Soon after its introduction in 2012, staking became a popular alternative to cryptocurrency mining and trading for those looking to earn profits from crypto mining but without the risk or high input cost.
Staking is considered the easiest way of making money with cryptocurrencies, but what are the best rewarding staking coins in 2020? Let’s take a look at five top coins of 2020.
The ranking is not purely based on annual returns, but also on the risk factor, the complexity of the process, and the liquidity of assets during the staking period.
Staking Rewards, the leading data provider for staking lists Tezos (XTZ) as the top staking asset although it is not the highest interest-paying coin.
The current annual yield on Tezos is around 6%, minus a validator’s fees. The best feature is that XTZs staked are always liquid. Stakeholders can freely move their tokens as there are no freezing or unbounded periods.
Tezos blockchain uses a Liquid Proof-of-Stake (LPoS) consensus mechanism where, unlike Delegated PoS networks, token holders delegate their whole accounts to a validator called bakers, who will be in charge of securing the network on their behalf.
XTZ holders who do not want to delegate their tokens to a validator can bake on their own by setting up a node and having at least 8.000 XTZ, also called a roll.

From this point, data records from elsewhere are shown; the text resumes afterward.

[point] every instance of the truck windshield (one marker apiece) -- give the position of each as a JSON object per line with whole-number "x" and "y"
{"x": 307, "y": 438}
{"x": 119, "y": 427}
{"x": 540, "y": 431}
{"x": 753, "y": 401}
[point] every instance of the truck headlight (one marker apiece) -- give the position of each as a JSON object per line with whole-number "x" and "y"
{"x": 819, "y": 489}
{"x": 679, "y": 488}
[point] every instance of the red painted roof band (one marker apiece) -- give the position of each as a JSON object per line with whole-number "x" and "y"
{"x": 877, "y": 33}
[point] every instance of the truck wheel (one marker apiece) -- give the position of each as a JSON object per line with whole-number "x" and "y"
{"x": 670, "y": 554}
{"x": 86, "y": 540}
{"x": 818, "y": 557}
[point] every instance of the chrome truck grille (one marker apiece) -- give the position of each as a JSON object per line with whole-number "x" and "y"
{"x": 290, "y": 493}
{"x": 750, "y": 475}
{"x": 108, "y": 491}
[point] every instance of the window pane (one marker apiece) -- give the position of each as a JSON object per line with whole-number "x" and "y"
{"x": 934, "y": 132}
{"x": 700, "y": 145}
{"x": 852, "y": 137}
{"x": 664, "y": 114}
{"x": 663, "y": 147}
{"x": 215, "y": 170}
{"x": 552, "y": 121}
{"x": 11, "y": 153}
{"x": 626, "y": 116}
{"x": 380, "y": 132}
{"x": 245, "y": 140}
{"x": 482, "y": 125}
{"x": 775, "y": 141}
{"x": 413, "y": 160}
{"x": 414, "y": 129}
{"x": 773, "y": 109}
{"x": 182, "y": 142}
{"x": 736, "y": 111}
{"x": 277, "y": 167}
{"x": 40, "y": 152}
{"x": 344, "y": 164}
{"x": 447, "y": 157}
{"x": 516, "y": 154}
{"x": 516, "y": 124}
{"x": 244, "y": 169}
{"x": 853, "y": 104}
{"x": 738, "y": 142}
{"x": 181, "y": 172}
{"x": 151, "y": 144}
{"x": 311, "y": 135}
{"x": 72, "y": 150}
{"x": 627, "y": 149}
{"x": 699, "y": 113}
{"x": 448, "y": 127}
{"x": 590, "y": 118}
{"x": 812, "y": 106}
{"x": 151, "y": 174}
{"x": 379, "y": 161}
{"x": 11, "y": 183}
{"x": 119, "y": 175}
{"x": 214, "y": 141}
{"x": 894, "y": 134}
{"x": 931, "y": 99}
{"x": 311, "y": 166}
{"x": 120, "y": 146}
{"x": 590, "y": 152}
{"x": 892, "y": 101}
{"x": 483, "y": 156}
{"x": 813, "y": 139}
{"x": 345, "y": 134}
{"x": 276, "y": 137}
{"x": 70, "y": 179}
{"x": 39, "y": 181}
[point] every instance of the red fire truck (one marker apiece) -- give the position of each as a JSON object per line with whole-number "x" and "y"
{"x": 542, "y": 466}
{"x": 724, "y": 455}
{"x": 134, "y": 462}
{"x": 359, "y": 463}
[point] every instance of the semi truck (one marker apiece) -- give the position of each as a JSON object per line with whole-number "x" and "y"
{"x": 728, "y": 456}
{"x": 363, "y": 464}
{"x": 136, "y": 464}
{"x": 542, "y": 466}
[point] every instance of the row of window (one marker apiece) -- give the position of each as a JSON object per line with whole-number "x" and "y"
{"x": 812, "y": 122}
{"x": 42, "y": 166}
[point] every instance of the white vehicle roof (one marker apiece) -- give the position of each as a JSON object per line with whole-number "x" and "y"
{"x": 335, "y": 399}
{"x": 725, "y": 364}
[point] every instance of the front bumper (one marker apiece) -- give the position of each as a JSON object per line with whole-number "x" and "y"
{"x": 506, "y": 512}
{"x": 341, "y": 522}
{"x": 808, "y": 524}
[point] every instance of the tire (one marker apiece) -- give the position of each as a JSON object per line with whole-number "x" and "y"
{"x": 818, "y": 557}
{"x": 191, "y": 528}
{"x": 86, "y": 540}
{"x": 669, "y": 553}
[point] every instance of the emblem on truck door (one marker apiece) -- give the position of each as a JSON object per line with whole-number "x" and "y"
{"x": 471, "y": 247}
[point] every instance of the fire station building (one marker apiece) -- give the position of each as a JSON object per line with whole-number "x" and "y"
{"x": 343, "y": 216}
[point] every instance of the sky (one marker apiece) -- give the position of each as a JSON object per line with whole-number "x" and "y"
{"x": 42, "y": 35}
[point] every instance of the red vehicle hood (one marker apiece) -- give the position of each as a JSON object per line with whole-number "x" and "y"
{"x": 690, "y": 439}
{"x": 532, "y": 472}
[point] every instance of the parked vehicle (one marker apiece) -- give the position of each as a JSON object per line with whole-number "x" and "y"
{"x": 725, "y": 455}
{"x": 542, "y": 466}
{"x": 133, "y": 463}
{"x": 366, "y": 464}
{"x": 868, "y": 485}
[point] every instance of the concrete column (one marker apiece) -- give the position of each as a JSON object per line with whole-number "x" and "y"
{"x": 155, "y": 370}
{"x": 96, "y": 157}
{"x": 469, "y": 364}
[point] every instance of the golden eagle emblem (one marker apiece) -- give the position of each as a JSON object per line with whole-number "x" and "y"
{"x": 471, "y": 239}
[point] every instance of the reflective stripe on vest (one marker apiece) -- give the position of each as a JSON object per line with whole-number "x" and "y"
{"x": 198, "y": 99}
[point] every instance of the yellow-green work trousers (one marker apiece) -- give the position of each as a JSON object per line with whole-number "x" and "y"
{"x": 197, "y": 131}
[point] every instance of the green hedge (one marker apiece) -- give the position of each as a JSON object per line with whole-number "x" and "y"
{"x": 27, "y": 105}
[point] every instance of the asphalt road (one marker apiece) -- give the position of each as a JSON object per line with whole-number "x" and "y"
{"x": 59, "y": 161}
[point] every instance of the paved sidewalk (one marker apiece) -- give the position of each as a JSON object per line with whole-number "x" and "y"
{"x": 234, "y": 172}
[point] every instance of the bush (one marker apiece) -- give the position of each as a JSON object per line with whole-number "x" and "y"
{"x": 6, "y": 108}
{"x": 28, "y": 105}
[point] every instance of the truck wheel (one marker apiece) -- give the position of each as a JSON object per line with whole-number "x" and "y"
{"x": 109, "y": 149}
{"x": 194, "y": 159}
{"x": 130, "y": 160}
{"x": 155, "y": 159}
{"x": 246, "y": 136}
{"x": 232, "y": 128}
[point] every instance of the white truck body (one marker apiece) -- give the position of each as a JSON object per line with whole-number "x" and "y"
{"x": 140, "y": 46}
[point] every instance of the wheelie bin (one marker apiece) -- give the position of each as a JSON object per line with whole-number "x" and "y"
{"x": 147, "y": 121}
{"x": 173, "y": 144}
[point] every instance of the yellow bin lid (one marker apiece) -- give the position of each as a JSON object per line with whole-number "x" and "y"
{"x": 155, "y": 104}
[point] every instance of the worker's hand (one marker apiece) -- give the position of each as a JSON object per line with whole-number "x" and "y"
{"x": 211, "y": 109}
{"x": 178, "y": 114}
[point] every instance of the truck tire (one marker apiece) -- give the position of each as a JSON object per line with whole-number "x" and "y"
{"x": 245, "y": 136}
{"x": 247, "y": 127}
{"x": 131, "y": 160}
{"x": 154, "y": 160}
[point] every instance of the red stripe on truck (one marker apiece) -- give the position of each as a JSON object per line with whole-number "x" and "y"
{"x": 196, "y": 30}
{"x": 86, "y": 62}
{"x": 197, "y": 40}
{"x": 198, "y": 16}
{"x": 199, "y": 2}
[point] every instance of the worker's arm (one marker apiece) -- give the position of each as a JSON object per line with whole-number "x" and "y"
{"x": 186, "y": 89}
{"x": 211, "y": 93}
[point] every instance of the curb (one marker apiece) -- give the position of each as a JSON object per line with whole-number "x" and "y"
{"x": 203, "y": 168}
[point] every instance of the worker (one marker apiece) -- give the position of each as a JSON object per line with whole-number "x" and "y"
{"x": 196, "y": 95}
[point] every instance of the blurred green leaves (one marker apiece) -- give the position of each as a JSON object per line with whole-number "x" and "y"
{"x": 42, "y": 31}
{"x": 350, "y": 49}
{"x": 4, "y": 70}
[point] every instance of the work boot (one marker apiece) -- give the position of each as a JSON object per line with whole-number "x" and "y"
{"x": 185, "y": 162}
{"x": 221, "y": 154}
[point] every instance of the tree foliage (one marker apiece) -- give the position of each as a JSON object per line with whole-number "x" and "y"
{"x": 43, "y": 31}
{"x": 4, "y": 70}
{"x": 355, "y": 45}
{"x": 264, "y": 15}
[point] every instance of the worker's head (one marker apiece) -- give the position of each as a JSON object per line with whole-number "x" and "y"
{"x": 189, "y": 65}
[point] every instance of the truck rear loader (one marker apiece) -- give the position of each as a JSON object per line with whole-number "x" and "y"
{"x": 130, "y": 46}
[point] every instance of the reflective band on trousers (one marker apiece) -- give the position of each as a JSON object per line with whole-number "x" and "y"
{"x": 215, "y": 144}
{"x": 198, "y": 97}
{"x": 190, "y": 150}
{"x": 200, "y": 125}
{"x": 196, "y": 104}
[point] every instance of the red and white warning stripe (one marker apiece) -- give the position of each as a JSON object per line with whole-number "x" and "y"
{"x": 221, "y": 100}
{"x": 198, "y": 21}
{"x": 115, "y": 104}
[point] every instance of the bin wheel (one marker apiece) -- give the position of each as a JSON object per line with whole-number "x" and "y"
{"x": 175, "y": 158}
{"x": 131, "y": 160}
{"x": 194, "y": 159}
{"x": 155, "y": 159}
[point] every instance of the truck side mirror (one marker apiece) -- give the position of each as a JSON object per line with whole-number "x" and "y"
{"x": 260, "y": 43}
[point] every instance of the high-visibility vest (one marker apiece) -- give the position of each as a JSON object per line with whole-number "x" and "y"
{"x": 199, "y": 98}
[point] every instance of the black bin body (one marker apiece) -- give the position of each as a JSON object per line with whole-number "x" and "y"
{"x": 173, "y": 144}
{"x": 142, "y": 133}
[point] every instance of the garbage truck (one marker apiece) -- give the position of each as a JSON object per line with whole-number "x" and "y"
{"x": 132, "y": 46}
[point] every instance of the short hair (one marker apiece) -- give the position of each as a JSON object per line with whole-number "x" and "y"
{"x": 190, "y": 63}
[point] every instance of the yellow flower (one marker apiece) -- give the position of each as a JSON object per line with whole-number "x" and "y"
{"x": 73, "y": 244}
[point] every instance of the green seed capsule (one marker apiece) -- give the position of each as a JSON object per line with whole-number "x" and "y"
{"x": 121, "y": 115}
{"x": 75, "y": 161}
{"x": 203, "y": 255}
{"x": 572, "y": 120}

Bake rewards are also higher than delegation rewards.
With the current yield, an XTZ holder can earn $153.77 in rewards by staking 1,000 XTZ.
Cosmos’ ATOM comes second in this list. The current annual yield on Cosmos is around 8 to 10%, minus the validators’ fees.
ATOM holders can stake by delegating their assets to one of the validators of the network. They can also run their validator node. The rewards for running a validator is higher but contains a high-risk factor.
There is also a lockup period of 21 days. During this period, a stakeholder will not earn any rewards, and tokens locked will not be transferable until the period is complete.
To stake ALGO, users only need to hold ALGOs in wallets like Exodus and Atomic Wallet. Algorand (ALGO) currently does not offer delegation. Instead, anyone can run a participation node only Algorand. As not all users do not have the technical ability to participate in the consensus protocol, Algorand offers an offline mode. When a user declares himself offline, their account’s stake is not taken into consideration.
Decred attempts to yield the best results by using both Proof-of-stake and Proof of Work in an innovative hybrid blockchain. The PoS consensus mechanism is used to validate PoW mining work and approve or reject proposed rule changes to the consensus protocol. Decred holders stake DCR to obtain voting tickets. The DCR block rewards are divided such that POW miners get 60% of the rewards while POS DCR ticket holders get 30%.
Currently, DCR staking annual reward is at 7.42%. The required minimum for staking is 138 DCR. There is also a lock-up period of 28 days.
To learn more about Decred visit this article.
Fusion (FSN) is by far the most interest-yielding asset in the top 5 list. The current annual yield on FSN is 23.55%. FSN holder can delegate their token to a staking provider pool. All they need is to send a minimum of 100 time-locked FSN to the pool and they will do the rest. They can start earning in minutes while improving the security of the Fusion network at the same time.
If an FSN holder has more than 5,000 FSN, he can run his own node. Setting up a node is easy but requires some technical knowledge to operate it.
This article is not investment advice from the author. Investment in cryptocurrencies is risky. Do it on your assessment.